His leader’s shifting him from shadowing the security ministry was an indication that he was a failed security minister. As the proverbial saying goes, if it is not broken, why fix it? It remains an indisputable fact that Bunting’s performance as security minister was dismal, to say the least.
His prayers and hope for ‘divine intervention’, in lieu of actions/policies to fight the rising crime rate under his watch, were a sick joke. Question here, ‘Wiggy’, is if Comrade Bunting – and wannabe People’s National Party (PNP) president and, ultimately, prime minister – could not handle a ministry, then how will he able to handle a country?

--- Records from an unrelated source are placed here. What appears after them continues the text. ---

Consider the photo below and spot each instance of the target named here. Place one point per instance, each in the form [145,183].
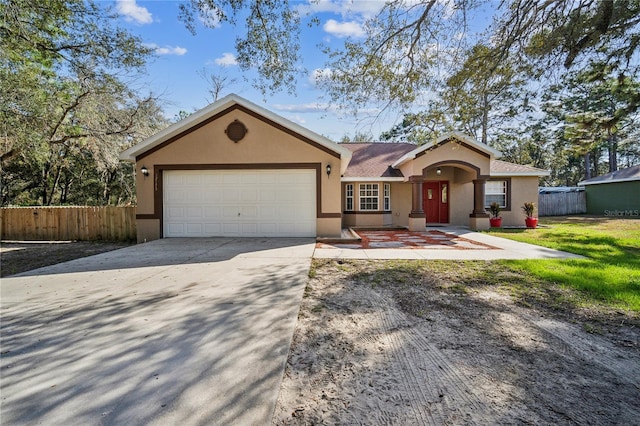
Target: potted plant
[528,209]
[495,220]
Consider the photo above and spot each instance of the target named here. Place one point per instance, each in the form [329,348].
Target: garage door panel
[239,203]
[212,212]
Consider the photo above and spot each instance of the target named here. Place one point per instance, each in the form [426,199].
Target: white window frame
[348,197]
[387,197]
[369,196]
[491,191]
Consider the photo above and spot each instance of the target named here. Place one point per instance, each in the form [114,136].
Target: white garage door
[248,203]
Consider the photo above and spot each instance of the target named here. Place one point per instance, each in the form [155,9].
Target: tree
[584,105]
[408,46]
[270,44]
[217,83]
[66,112]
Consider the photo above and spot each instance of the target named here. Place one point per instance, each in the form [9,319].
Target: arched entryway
[448,192]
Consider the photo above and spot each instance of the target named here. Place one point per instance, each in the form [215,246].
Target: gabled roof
[374,159]
[624,175]
[444,138]
[201,116]
[499,168]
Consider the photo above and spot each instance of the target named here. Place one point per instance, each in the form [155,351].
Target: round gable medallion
[236,131]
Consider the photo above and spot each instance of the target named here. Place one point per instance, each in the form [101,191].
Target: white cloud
[167,50]
[345,8]
[132,12]
[209,16]
[226,60]
[343,29]
[319,74]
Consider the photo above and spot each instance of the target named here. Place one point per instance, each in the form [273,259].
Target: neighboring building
[236,169]
[616,194]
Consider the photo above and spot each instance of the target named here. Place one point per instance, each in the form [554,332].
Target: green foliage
[65,111]
[611,271]
[528,208]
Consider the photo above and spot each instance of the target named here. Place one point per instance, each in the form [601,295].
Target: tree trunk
[45,184]
[587,166]
[485,118]
[612,144]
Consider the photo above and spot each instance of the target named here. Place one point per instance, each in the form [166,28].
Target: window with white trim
[387,197]
[369,196]
[495,191]
[348,194]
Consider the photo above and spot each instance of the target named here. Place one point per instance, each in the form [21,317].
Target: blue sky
[181,55]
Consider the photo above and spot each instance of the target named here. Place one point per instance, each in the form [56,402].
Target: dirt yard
[20,256]
[375,345]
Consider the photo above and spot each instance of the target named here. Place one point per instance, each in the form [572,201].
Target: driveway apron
[175,331]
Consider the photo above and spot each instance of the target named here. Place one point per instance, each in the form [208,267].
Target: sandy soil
[21,256]
[373,351]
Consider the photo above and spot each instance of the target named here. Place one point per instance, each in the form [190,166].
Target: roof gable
[501,168]
[222,107]
[374,159]
[463,139]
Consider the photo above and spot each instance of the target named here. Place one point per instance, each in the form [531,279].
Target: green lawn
[610,274]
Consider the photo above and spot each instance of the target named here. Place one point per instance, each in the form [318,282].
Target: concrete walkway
[176,331]
[501,248]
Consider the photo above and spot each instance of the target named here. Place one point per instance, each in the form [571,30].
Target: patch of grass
[610,274]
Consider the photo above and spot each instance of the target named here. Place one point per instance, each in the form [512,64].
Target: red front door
[435,197]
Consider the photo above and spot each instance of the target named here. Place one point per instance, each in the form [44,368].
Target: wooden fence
[68,223]
[562,203]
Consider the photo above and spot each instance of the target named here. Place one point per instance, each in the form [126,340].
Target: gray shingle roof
[374,159]
[503,167]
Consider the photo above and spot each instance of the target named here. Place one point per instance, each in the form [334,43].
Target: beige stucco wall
[449,152]
[400,203]
[523,189]
[400,207]
[263,144]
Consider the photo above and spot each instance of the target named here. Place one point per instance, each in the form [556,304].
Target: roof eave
[493,153]
[220,105]
[522,174]
[371,179]
[586,183]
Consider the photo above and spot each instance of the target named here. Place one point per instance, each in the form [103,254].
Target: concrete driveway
[176,331]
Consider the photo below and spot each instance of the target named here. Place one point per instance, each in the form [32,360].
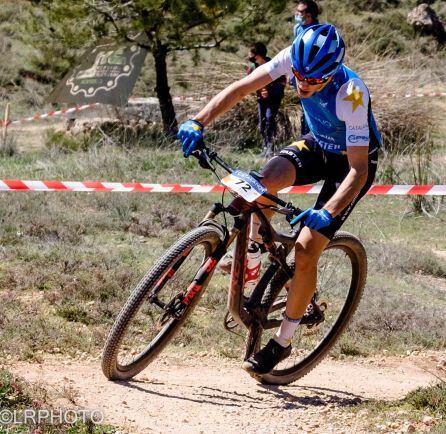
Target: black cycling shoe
[267,358]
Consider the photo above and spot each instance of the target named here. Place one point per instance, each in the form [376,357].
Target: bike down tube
[235,296]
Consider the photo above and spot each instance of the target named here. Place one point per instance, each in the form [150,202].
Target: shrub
[430,398]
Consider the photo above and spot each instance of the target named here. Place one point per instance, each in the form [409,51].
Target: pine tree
[163,27]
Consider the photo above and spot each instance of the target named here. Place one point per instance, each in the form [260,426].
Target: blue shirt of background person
[305,15]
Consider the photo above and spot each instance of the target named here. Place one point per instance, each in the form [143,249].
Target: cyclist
[341,149]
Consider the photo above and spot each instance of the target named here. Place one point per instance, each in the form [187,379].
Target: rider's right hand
[190,134]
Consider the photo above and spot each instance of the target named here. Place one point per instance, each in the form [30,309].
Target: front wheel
[160,304]
[342,272]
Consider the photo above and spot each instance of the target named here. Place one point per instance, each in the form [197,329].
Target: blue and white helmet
[318,51]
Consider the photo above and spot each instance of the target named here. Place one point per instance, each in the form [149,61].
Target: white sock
[286,330]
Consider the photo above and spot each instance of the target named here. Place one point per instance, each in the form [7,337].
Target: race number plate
[244,185]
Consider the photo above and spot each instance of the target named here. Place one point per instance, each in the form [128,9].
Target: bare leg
[309,247]
[280,173]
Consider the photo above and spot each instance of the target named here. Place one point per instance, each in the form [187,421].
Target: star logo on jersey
[300,145]
[355,98]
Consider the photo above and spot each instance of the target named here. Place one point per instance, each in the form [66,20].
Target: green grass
[69,260]
[414,408]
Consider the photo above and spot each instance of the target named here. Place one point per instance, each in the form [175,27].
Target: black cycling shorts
[313,164]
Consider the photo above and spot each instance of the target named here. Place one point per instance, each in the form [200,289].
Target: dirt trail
[192,394]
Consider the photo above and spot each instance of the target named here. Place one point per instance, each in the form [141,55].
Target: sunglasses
[311,81]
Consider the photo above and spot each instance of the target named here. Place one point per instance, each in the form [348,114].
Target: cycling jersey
[338,116]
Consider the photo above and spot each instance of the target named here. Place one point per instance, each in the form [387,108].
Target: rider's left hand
[190,134]
[314,218]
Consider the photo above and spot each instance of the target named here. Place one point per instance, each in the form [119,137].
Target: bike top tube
[206,156]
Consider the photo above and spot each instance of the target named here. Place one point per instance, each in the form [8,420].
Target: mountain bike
[167,295]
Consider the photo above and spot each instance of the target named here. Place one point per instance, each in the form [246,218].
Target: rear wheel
[155,310]
[342,271]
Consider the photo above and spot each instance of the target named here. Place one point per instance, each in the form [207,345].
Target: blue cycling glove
[190,134]
[314,218]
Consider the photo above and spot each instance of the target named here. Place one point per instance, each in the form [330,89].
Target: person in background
[269,99]
[305,15]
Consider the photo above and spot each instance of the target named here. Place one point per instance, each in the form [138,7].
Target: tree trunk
[163,92]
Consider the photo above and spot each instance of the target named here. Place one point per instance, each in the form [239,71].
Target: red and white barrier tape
[54,113]
[89,186]
[137,100]
[414,95]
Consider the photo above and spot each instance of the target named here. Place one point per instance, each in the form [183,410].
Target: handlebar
[205,158]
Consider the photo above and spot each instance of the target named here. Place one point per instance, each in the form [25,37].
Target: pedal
[229,323]
[314,314]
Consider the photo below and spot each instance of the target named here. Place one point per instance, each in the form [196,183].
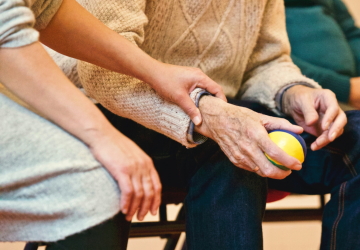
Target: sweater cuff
[192,136]
[281,92]
[44,11]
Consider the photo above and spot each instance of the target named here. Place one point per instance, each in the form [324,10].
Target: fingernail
[326,126]
[197,120]
[333,136]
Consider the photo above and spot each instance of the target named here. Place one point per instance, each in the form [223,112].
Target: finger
[321,141]
[329,117]
[267,169]
[330,107]
[212,87]
[157,192]
[272,123]
[147,199]
[253,157]
[137,197]
[338,126]
[189,107]
[127,191]
[311,116]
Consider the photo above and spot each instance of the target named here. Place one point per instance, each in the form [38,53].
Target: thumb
[190,109]
[310,114]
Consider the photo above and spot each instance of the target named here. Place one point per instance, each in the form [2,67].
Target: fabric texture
[242,45]
[50,184]
[17,20]
[325,43]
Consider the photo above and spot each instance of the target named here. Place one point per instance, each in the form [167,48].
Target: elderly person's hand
[317,111]
[242,135]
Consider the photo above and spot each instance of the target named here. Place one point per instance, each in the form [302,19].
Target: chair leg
[173,239]
[31,246]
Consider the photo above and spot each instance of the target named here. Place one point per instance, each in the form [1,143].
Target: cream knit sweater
[241,44]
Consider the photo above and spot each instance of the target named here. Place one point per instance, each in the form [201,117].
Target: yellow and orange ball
[293,144]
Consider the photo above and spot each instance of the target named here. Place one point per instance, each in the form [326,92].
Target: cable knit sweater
[240,44]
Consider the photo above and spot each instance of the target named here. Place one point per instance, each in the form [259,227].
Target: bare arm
[84,37]
[31,74]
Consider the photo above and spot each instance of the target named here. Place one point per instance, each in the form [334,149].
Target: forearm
[31,75]
[84,37]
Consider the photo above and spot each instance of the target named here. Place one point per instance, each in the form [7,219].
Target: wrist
[209,106]
[288,96]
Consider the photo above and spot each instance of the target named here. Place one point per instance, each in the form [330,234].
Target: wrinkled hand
[317,111]
[242,135]
[133,170]
[175,83]
[354,98]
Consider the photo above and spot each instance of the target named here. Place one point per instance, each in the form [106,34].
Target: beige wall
[354,7]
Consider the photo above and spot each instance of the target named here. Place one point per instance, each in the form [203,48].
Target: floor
[277,235]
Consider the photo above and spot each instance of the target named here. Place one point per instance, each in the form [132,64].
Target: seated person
[325,44]
[243,46]
[77,180]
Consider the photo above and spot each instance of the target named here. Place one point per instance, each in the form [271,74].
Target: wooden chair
[171,230]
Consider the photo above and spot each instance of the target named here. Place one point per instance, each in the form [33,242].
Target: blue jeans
[225,204]
[333,169]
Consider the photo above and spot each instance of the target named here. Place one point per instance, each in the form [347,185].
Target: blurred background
[277,235]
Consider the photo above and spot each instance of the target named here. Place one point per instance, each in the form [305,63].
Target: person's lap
[205,171]
[50,184]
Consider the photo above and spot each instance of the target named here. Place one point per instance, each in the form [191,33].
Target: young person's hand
[133,170]
[62,103]
[175,83]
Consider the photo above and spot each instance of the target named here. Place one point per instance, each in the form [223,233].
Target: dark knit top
[325,42]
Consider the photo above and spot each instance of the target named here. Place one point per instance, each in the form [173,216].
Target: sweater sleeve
[16,24]
[124,95]
[351,31]
[270,67]
[328,79]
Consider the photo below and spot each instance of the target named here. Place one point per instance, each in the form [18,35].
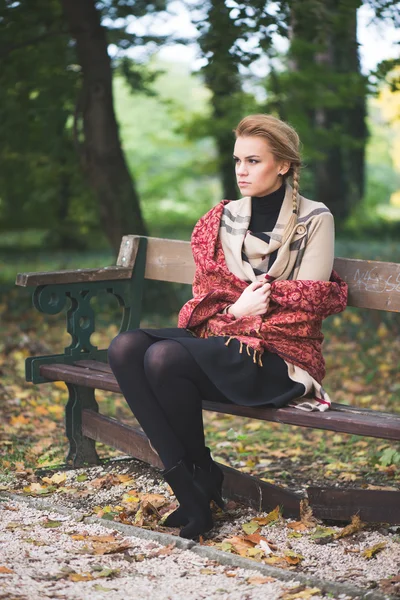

As prime minister, will he be seeking divine intervention if his administration’s social, political, and economic policies suffer the same fate that his policies as security minister endured? The PNP is in a shambles, and we do not need an opinion poll to make that determination, and the PNP knows that, too, but Bunting is not the doctor to fix that ailment.
Mired in disarray
Politically unpopular as Peter Phillips is, he is not the lone wolf or the cancer eating away the flesh of the PNP, and as such, he should not be used as a scapegoat for the disarray in which the PNP is now mired. To cut a long story short, the PNP is facing a serious leadership vacuum, and you do recognise that, Mark. A successful race to Jamaica House for the PNP in such short order under the leadership of Bunting or Phillips after September 7, 2019, will require that divine intervention that Bunting as national security minister was hoping for as his promise and boast to curb crime and violence in Jamaica disappeared into the twilight zone.
With a year or so to go before Andrew Holness flies the gate, it will certainly take a divine intervention for Bunting (if successful in his leadership quest, which, like you, I am doubtful about) to turn the PNP’s misfortunes into fortunes.
It now appears that come 2020 or 2021, the race to Jamaica House is becoming mission impossible for the PNP, be it under the leadership of the unpopular Peter Phillips or the more unpopular, failed, former Security Minister Peter Bunting.